Für diese Augenblicke sorgt der Spirit der Segel-Yacht: Khyry, der Macher und Manager, der dieses Boot mit Leidenschaft betreibt; einer, der als Selfmademan dieses kleine Familienunternehmen aufgebaut hat, der stets dafür sorgt, dass alles läuft und dass alle zufrieden sind. Unersetzbar ist er mit seinem fröhlichen Humor bei auftretenden Problemen oder kleineren Konflikten. Sein Ruf als Organisationstalent und seine Reputation im Heimatdorf eilen ihm voraus. Er ist Vorstand einer großen Familie, gewählter Vertreter für Konfliktfälle im Dorf, berufener Elternvertreter der Schule und vom Bürgermeister eingesetzter Organisator bei verschiedenen Projekten, Geschäftspartner eines befreundeten englischen Bauherren und Architekt dieser in der traditioneller Bauweise errichteten Häuser. Zwar ist Khyry ausgebildeter Lehrer, er hat jedoch die Selbstständigkeit gewählt und sich dabei mit seinen verschiedenen Talenten verwirklicht.
Natur, Götter und Pharaonen
Die Reise von Luxor nach Assuan führt natürlich auch zu Ägyptens berühmtesten Grabstätten und Tempeln. Der exzellente, deutschsprachige Guide Mahmoud geleitet uns mit detailreichen und spannenden Geschichten in alte Zeiten und weckt unsere Neugier: Wie war das Zusammenspiel von Lebensweise, Götterglaube und Herrschaft?

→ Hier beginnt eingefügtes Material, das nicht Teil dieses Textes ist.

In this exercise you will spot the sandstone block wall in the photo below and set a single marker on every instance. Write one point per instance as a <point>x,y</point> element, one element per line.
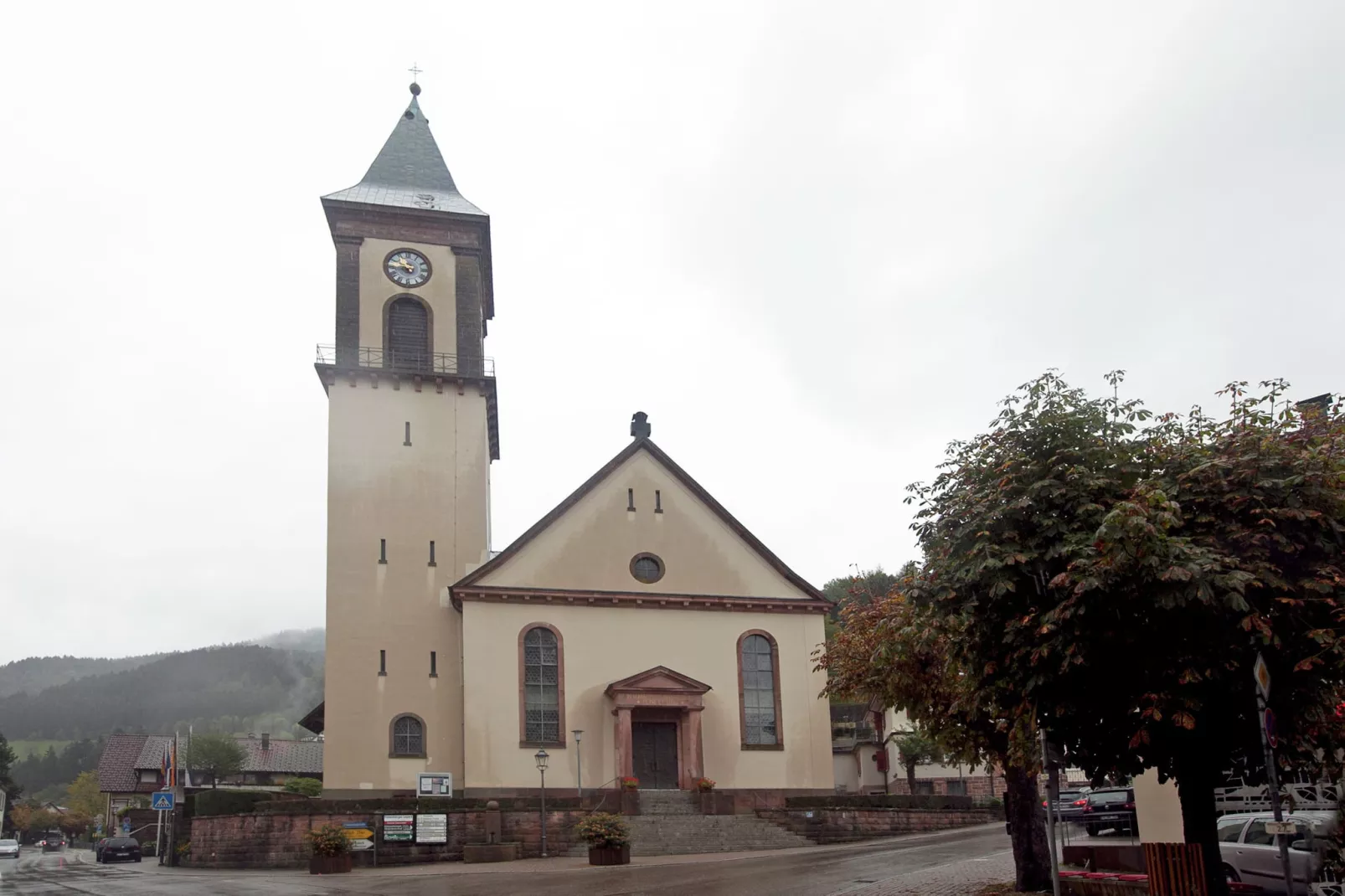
<point>843,825</point>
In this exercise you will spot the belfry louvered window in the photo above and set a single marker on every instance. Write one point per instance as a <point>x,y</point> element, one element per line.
<point>760,692</point>
<point>541,687</point>
<point>408,334</point>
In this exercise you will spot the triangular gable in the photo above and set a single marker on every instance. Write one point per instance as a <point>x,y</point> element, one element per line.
<point>661,678</point>
<point>590,540</point>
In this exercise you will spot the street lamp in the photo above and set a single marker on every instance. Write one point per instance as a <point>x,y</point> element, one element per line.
<point>541,765</point>
<point>579,758</point>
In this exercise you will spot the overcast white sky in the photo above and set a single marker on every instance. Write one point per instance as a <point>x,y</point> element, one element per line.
<point>814,241</point>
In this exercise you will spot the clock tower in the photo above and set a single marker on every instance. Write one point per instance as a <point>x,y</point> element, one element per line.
<point>412,432</point>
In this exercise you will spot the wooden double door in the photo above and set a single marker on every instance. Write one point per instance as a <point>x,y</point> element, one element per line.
<point>654,755</point>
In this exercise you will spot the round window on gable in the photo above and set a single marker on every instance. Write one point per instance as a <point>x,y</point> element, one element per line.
<point>647,568</point>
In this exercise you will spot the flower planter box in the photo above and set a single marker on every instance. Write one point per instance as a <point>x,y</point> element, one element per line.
<point>610,854</point>
<point>328,864</point>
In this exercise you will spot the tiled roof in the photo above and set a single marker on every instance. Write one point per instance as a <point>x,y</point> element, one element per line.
<point>117,765</point>
<point>292,756</point>
<point>410,173</point>
<point>152,754</point>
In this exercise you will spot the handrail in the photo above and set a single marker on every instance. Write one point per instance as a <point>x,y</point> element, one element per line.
<point>405,361</point>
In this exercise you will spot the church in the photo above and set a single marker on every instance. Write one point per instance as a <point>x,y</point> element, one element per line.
<point>636,630</point>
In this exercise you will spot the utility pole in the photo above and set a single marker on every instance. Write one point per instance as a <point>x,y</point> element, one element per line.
<point>1262,674</point>
<point>1052,793</point>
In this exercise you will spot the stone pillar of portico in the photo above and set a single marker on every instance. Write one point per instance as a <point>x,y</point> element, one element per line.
<point>624,760</point>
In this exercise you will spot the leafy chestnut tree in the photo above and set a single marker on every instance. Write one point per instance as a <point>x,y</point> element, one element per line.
<point>899,654</point>
<point>1232,545</point>
<point>1114,584</point>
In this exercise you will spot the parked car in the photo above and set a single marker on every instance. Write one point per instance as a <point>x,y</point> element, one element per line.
<point>1111,807</point>
<point>1071,803</point>
<point>1252,856</point>
<point>119,849</point>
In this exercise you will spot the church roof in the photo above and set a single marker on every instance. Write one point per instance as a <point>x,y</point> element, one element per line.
<point>410,171</point>
<point>642,441</point>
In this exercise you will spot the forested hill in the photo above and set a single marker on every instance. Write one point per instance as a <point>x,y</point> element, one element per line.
<point>37,673</point>
<point>217,689</point>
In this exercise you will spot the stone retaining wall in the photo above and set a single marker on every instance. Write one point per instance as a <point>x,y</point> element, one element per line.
<point>275,840</point>
<point>843,825</point>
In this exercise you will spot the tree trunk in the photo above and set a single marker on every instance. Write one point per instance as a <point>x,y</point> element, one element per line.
<point>1028,831</point>
<point>1196,782</point>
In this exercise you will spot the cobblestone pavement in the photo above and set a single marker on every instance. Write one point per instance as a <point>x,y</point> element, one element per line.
<point>954,863</point>
<point>954,878</point>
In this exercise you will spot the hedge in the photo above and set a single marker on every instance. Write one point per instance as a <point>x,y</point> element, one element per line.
<point>229,802</point>
<point>880,801</point>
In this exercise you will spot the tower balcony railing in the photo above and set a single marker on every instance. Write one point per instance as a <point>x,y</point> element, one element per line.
<point>406,361</point>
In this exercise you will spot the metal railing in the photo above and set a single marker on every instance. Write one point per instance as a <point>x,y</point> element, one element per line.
<point>405,361</point>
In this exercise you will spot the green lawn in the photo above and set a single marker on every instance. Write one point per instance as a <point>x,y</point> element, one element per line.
<point>24,749</point>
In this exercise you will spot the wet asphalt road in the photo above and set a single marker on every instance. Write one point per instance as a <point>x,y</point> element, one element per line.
<point>939,862</point>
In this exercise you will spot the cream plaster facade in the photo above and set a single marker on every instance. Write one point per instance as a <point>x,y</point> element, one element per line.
<point>590,547</point>
<point>604,645</point>
<point>384,492</point>
<point>410,441</point>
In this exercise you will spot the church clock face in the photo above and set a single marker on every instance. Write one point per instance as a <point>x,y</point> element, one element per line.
<point>406,268</point>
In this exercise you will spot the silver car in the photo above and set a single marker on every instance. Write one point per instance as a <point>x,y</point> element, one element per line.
<point>1251,854</point>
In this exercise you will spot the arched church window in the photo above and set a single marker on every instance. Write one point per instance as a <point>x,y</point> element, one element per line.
<point>406,341</point>
<point>543,683</point>
<point>408,735</point>
<point>759,690</point>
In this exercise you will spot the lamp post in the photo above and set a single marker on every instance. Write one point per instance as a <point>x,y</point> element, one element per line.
<point>579,758</point>
<point>541,765</point>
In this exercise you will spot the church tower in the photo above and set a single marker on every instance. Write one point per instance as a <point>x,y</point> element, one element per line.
<point>412,434</point>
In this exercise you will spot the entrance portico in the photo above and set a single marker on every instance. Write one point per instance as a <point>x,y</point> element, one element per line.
<point>658,728</point>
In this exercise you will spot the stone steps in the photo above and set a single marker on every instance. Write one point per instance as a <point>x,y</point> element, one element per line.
<point>670,824</point>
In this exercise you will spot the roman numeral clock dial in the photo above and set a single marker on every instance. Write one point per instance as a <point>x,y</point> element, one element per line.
<point>406,268</point>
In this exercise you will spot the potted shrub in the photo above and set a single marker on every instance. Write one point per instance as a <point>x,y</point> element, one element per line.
<point>331,851</point>
<point>608,838</point>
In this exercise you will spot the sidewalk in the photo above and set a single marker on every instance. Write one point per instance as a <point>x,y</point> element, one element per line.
<point>580,864</point>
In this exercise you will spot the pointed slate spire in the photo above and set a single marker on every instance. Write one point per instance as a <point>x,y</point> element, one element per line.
<point>410,171</point>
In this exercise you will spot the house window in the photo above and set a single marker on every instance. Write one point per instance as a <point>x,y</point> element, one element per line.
<point>408,736</point>
<point>759,690</point>
<point>543,685</point>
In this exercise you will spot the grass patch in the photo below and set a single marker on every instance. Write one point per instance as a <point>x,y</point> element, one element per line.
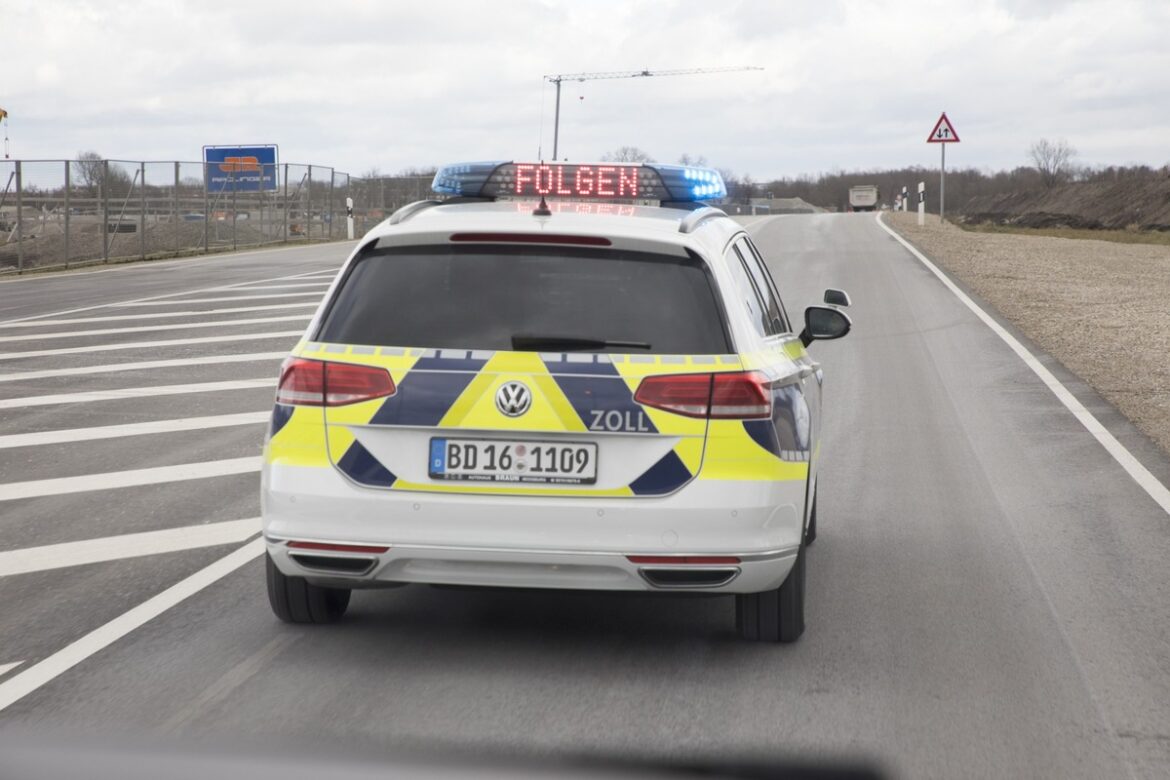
<point>1157,237</point>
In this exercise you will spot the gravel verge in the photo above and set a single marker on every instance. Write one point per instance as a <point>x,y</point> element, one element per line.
<point>1100,308</point>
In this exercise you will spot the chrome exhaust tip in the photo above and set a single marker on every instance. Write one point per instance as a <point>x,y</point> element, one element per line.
<point>679,578</point>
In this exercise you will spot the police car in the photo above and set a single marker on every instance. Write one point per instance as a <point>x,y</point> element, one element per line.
<point>559,377</point>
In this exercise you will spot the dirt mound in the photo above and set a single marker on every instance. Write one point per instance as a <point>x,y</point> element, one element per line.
<point>1130,202</point>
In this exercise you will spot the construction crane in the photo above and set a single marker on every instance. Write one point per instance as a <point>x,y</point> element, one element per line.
<point>557,78</point>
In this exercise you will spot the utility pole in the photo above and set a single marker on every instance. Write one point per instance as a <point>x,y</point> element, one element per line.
<point>557,78</point>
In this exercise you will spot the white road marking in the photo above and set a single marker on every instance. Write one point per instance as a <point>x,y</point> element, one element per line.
<point>183,302</point>
<point>1133,467</point>
<point>142,365</point>
<point>144,345</point>
<point>211,259</point>
<point>132,429</point>
<point>126,545</point>
<point>144,329</point>
<point>131,478</point>
<point>123,393</point>
<point>204,312</point>
<point>20,685</point>
<point>156,297</point>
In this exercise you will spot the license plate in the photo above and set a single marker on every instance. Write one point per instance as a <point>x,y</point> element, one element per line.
<point>494,460</point>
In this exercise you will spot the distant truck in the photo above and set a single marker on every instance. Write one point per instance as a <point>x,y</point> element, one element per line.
<point>864,198</point>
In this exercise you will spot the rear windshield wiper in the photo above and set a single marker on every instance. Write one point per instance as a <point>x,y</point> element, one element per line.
<point>530,343</point>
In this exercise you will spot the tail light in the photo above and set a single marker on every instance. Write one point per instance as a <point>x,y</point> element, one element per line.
<point>741,395</point>
<point>316,382</point>
<point>686,394</point>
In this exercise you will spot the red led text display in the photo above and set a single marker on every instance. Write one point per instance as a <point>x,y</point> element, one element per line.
<point>577,180</point>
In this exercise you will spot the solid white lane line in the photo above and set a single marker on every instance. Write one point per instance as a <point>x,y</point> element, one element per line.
<point>144,345</point>
<point>1133,467</point>
<point>131,478</point>
<point>142,365</point>
<point>144,329</point>
<point>128,545</point>
<point>20,685</point>
<point>123,393</point>
<point>205,312</point>
<point>132,429</point>
<point>183,302</point>
<point>156,297</point>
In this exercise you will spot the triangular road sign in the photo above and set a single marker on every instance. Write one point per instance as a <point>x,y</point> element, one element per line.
<point>943,132</point>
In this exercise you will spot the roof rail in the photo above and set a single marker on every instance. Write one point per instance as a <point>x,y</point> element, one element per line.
<point>411,209</point>
<point>696,218</point>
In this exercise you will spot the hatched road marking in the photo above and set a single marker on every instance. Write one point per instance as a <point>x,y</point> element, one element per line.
<point>205,312</point>
<point>131,478</point>
<point>143,329</point>
<point>145,345</point>
<point>282,287</point>
<point>132,429</point>
<point>142,365</point>
<point>126,545</point>
<point>157,297</point>
<point>135,392</point>
<point>20,685</point>
<point>183,302</point>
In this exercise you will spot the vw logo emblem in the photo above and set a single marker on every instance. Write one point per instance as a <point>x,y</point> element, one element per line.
<point>514,399</point>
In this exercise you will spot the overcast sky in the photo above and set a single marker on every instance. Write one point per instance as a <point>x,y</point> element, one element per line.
<point>362,84</point>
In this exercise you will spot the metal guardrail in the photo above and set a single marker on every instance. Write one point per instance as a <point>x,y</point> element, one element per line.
<point>64,213</point>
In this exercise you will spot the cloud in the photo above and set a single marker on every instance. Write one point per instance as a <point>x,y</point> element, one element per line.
<point>358,84</point>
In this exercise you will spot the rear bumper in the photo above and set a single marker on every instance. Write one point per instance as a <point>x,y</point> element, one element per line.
<point>532,542</point>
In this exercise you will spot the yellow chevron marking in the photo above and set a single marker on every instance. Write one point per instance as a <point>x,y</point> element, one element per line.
<point>301,441</point>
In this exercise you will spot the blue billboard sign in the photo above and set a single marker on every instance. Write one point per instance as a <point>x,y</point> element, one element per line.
<point>240,168</point>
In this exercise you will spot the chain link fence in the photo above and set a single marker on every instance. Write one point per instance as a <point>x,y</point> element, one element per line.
<point>64,213</point>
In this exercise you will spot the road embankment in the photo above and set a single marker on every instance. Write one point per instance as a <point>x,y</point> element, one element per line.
<point>1098,306</point>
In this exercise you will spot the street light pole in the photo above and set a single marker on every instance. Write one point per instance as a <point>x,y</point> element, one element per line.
<point>556,121</point>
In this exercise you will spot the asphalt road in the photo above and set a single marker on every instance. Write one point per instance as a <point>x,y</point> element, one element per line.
<point>989,594</point>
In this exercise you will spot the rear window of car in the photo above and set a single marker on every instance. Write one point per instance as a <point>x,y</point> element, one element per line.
<point>479,297</point>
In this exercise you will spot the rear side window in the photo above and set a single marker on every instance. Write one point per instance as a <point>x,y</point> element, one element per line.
<point>747,292</point>
<point>754,262</point>
<point>479,297</point>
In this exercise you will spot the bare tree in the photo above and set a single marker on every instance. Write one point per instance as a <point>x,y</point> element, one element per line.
<point>626,154</point>
<point>1053,160</point>
<point>90,170</point>
<point>93,171</point>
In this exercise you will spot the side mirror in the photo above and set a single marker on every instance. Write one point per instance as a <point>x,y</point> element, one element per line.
<point>837,297</point>
<point>824,323</point>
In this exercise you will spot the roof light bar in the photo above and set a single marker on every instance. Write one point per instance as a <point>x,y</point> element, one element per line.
<point>580,181</point>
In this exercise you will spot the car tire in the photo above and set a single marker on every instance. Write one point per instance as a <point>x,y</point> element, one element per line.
<point>294,600</point>
<point>773,615</point>
<point>811,531</point>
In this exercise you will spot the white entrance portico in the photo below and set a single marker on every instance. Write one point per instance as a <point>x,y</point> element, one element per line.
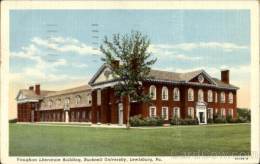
<point>201,112</point>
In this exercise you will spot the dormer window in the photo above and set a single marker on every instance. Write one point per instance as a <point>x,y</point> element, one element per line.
<point>222,97</point>
<point>77,99</point>
<point>152,92</point>
<point>200,95</point>
<point>176,94</point>
<point>230,98</point>
<point>210,96</point>
<point>190,94</point>
<point>164,93</point>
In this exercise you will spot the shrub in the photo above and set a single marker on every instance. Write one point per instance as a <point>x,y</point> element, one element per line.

Im Tal der Könige erhalten wir zum Beispiel einen Einblick in die Denkweise der Pharaonen, die vor allem auf das Leben nach dem Tod – als tieferen Sinn des irdischen Lebens – ausgerichtet war. Während dieser „Goldenen Zeit“ Ägyptens, von 1560 bis 1050 v. Chr., als mächtige Pharaonen über ein riesiges Territorium herrschten, hat jeder Pharao bereits am Anfang seiner Regentschaft begonnen, sein Grab errichten zu lassen. Das bedeutet: Je kürzer die Herrschaft, desto kleiner das Grab.
Mächtige Pharaonen, wie Ramses I. oder Ramses II. ließen hier tiefe Stollen in das natürliche Felsengebirge treiben, um ihre einbalsamierten Körper und ihre Schätze bis zum Übergang ins Jenseits vor gierigen Grabräubern zu schützen. Ihre Vorstellung vom richtigen Leben erst nach dem Tod spiegelt sich auch in den prächtigen, farbenfrohen Grabstätten mit einer interessanten Farbsymbolik. Das Blau des Himmels, das Rot des Lebens, das Weiß der Reinheit, das Grün des Paradieses, das Gelb der Wüste und das Schwarz der Fruchtbarkeit stehen für die Orientierung der Alten Ägypter an der Natur und für den Respekt vor ihr.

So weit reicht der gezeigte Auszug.